The Duke and Duchess of Cambridge have arrived in Ireland for their first official visit - flying commercial to Dublin airport.
William and Catherine stepped off an Aer Lingus flight on Tuesday afternoon and were given an official greeting as they arrived on the Emerald Isle.
Catherine was wearing a Catherine Walker coat and an Alessandra Rich dress.
Waiting to greet them at the bottom of the plane’s steps was a small group of dignitaries led by Britain’s Ambassador to Ireland Robin Barnett.
The Duke and Duchess have a packed schedule as they prepare to spend three days in Ireland, including an evening at an event at the Gravity Bar in the Guinness Storehouse.
They will meet a range of people from the creative arts, business, sport and charity sectors and may sample a Guinness.
The royal couple are in Ireland until Thursday.
Their three children - George, Charlotte and Louis - aren’t with them.
The Duke and Duchess of Cambridge will also go to Galway, which is the 2020 European Capital of Culture.
Ahead of the tour, the couple said they were “looking forward to building a lasting friendship with the Irish people”.
This is the first time the couple has visited Ireland on an official tour.
The couple was greeted by Art O’Leary, secretary general to the president, as they arrived for afternoon tea.
President Higgins invited the royals to sign the Distinguished Visitors’ book, before they spent time together in his study.
They were joined by Higgins’ wife Sabina, O’Leary, the Irish Ambassador to the UK Adrian O’Neill and Claire Power, the president’s adviser.
Kate and William were joined by the British Ambassador to Ireland Robin Barnett and Simon Case, the Duke of Cambridge’s private secretary.
On the menu for afternoon tea was Barry’s Tea, shamrock shortbread, oat biscuits and lemon drizzle cake made by the president’s in-house chef.
After tea, they laid a wreath at a garden of remembrance which honours those who gave their lives for Irish independence.

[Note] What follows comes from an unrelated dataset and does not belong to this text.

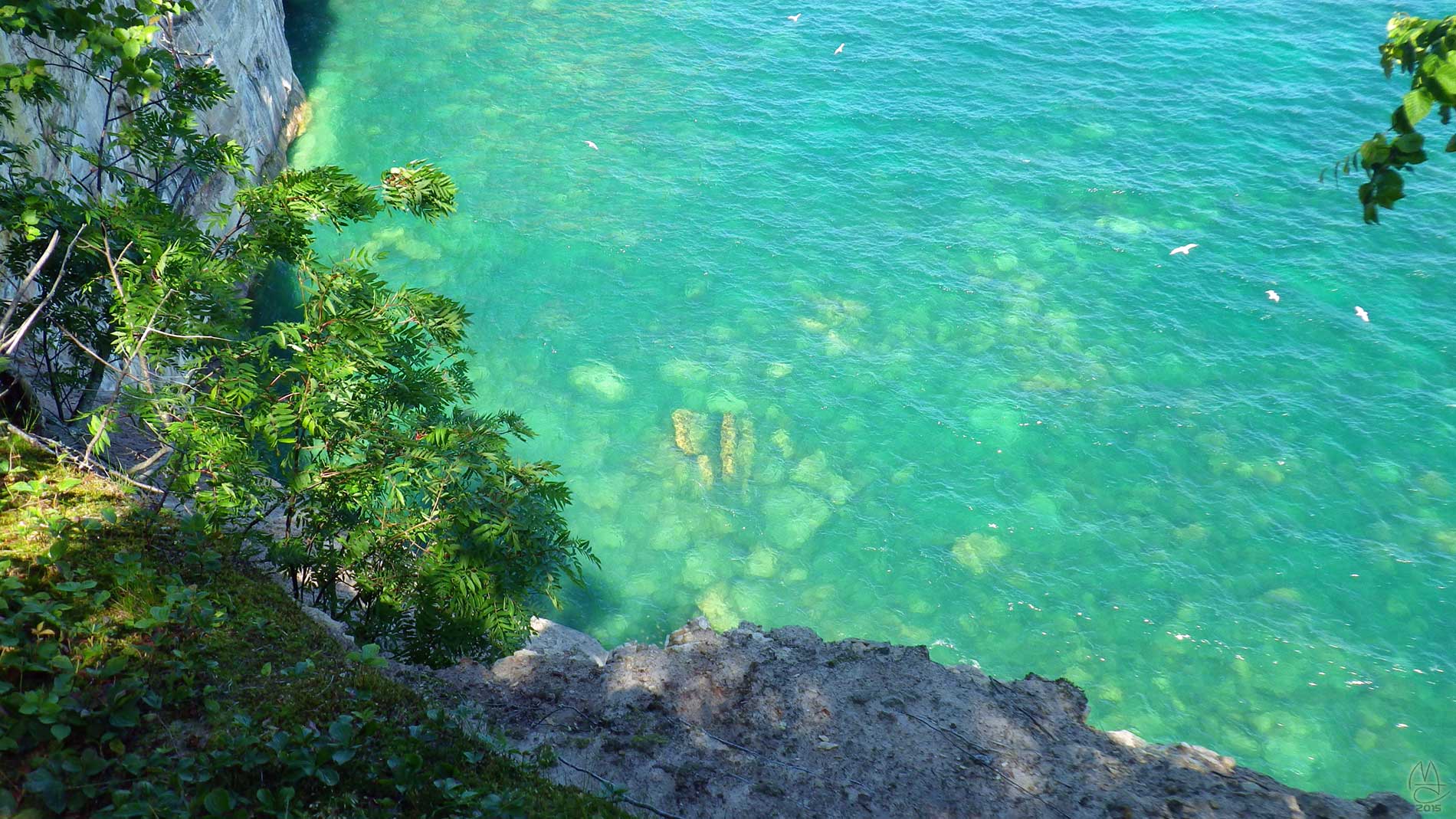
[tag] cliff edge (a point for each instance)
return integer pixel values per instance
(779, 723)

They were joined by Higgins’ dog, Brod, with animal lover Kate bending down to give him a cuddle.
Kate and William also rang the Peace Bell, which was first unveiled in 2008 by then president Mary McAleese to mark the 10th anniversary of the Good Friday Agreement.
The royal couple were given a round of applause by waiting fans as they entered the Garden of Remembrance in Dublin, with some in the crowd cheering “Welcome to Ireland”.

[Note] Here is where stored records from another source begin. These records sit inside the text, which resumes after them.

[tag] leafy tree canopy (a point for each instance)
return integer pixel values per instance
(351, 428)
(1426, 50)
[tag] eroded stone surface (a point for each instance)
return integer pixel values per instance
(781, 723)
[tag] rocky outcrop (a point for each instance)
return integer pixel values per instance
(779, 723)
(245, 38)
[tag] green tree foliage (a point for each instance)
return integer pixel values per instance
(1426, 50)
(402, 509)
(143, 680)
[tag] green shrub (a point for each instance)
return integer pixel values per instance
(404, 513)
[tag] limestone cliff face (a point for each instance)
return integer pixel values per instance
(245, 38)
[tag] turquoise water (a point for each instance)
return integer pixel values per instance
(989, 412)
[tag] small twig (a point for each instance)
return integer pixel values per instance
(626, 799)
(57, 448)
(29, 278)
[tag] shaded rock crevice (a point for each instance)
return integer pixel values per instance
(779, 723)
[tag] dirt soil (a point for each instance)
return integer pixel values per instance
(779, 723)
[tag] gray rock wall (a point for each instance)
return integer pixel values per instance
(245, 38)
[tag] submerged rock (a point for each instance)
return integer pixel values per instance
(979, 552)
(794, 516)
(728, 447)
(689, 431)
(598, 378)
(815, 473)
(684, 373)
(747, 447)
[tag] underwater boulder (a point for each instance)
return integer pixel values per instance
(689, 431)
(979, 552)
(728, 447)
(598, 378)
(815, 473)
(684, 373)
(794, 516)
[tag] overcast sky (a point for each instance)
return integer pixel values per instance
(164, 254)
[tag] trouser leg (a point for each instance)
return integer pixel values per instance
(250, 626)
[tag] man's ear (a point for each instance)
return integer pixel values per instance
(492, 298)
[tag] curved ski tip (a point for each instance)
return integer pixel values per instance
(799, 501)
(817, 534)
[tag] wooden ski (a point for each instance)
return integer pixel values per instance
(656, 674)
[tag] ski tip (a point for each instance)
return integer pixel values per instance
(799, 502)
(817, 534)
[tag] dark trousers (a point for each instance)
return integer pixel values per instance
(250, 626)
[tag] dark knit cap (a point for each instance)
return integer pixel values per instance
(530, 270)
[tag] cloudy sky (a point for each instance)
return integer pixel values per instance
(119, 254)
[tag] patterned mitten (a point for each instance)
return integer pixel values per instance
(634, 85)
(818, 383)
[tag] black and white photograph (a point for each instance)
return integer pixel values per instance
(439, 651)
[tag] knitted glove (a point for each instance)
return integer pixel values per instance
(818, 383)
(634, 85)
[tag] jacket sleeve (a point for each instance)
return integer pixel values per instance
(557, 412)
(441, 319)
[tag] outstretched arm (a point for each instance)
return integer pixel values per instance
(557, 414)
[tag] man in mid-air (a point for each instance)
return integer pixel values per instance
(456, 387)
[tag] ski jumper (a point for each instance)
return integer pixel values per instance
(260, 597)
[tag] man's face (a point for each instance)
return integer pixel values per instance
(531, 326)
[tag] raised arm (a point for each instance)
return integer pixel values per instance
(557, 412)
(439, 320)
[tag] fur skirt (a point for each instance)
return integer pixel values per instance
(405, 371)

They left a message on a wreath which read: “May we never forget the lessons of history as we continue to build a brighter future together.”

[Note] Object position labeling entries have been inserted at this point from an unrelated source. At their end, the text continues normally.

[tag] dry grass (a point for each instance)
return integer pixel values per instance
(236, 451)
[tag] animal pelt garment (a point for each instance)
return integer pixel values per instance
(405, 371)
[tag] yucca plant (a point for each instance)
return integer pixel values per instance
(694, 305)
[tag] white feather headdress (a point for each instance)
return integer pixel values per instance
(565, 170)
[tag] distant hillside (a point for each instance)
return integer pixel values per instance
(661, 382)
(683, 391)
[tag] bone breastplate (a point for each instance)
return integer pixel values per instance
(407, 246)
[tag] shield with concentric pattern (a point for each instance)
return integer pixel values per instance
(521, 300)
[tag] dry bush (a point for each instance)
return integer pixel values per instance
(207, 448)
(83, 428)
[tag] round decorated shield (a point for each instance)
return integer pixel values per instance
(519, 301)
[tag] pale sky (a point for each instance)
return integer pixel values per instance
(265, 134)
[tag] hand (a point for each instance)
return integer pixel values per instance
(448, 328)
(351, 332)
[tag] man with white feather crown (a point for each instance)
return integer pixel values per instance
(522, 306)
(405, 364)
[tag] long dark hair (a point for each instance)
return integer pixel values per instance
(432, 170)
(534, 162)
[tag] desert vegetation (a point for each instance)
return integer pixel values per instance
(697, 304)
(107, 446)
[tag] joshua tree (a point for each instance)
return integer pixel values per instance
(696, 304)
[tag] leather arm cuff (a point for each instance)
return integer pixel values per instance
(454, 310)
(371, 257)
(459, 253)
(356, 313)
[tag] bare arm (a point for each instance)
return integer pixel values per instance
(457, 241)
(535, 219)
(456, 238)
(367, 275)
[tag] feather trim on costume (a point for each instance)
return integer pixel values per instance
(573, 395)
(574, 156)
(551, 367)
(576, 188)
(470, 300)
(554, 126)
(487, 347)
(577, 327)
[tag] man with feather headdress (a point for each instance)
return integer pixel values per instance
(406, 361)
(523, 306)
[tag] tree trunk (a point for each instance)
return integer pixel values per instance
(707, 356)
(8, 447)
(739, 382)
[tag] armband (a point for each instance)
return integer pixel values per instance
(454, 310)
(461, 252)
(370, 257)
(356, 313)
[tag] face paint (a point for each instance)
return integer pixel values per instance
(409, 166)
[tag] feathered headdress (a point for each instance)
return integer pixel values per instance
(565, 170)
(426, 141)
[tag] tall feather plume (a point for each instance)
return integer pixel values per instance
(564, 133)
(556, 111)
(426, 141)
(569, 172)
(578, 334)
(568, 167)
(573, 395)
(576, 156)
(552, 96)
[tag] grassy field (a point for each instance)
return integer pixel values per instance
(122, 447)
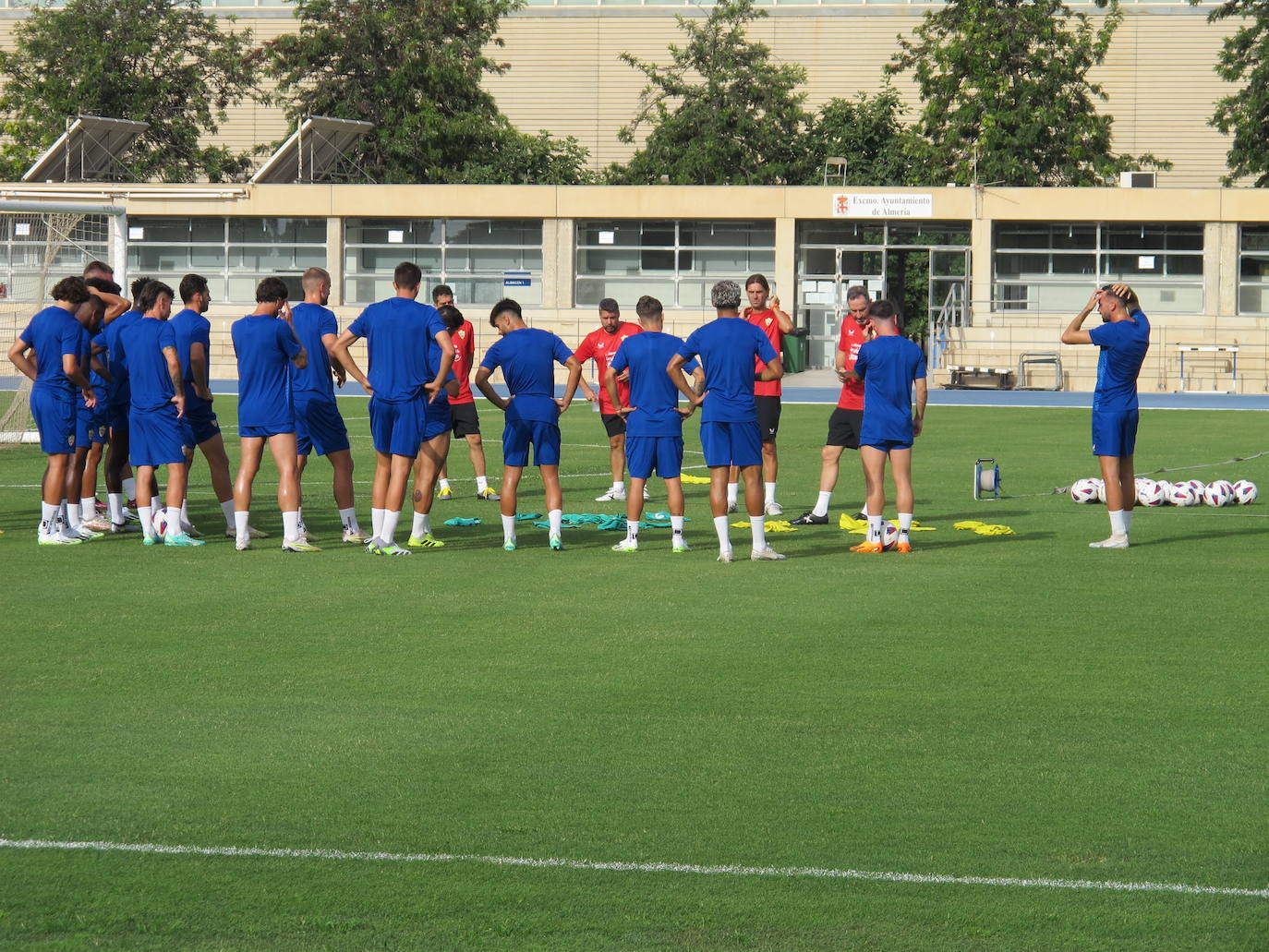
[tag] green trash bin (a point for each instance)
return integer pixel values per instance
(794, 351)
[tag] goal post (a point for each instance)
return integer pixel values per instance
(41, 243)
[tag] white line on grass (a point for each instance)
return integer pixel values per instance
(590, 864)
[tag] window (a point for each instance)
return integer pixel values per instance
(234, 254)
(675, 261)
(1054, 267)
(481, 259)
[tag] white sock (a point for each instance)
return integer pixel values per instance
(723, 539)
(348, 517)
(757, 525)
(387, 535)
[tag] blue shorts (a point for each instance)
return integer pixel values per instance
(319, 424)
(54, 412)
(731, 443)
(1115, 433)
(660, 453)
(155, 437)
(396, 428)
(518, 436)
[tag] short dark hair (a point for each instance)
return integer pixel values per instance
(407, 275)
(192, 284)
(647, 307)
(502, 307)
(150, 295)
(71, 290)
(451, 316)
(272, 290)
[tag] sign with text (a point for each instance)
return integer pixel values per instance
(855, 205)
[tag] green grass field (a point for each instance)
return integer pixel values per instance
(1014, 706)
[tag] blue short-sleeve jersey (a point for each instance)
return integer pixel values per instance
(888, 366)
(54, 334)
(727, 348)
(312, 322)
(1123, 351)
(528, 356)
(143, 342)
(264, 346)
(396, 334)
(652, 393)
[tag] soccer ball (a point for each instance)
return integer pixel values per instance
(1245, 491)
(1084, 490)
(1218, 493)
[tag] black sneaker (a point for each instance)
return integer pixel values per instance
(810, 518)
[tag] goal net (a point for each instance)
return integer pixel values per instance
(40, 245)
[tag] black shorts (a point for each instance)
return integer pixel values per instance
(844, 428)
(613, 423)
(767, 416)
(465, 422)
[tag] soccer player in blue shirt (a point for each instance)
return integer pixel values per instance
(396, 334)
(202, 428)
(47, 352)
(1123, 339)
(528, 356)
(729, 423)
(267, 348)
(319, 424)
(654, 420)
(155, 412)
(889, 366)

The garden was designed by Daithi Hanly, and they laid a wreath near to a large sculpture by Oisin Kelly, based on the theme of the Children of Lir.
The story is about four children who were turned into swans by their stepmother who was jealous of their father’s love.
The laid the wreath at the base of the artwork and then paused for a minute.
A spokesman for Higgins confirmed the royal couple did talk Brexit with the political leaders.
A statement said: “The couples discussed the close ties between the people of Ireland and Britain and the importance of continuing and deepening close relations between all of the peoples of these Islands.
“President Higgins, Sabina and Their Royal Highnesses spoke of the challenges ahead, including the implications of the UK’s departure from the European Union and the importance of continuing to build on the foundations of the Good Friday Agreement.”
After laying the wreath, the royal couple travelled to the government buildings in Dublin where they met Leo Varadkar and his partner Matt Barrett.
Varadkar is currently the caretaker Taoiseach, having offered his resignation to Higgins on 20 February.
Varadkar tweeted: “It was a pleasure to welcome the Duke and Duchess of Cambridge to Government Buildings this afternoon as part of their visit to Ireland.”
The duchess’s green outfit is in keeping with a royal tradition to wear the national colour on arrival in Ireland.
The Queen wore green when she made her historic trip to Ireland in 2011, donning a crepe coat and silk jade green and blue floral dress, made by Stewart Parvin.
It was a pleasure to welcome the Duke and Duchess of Cambridge to Government Buildings this afternoon as part of their visit to Ireland. pic.twitter.com/6at3JyF4ye— Leo Varadkar (@LeoVaradkar) March 3, 2020
Meghan wore a dark green dress when she and the Duke of Sussex visited in 2018, their first tour as a married couple.
And the Duchess of Cornwall wore turquoise when she carried out her first official visit in 2015.
The Prince of Wales and Camilla have made five joint visits to Ireland over the past five years, a sign of the closer Anglo-Irish relations ushered in by the Queen’s tour.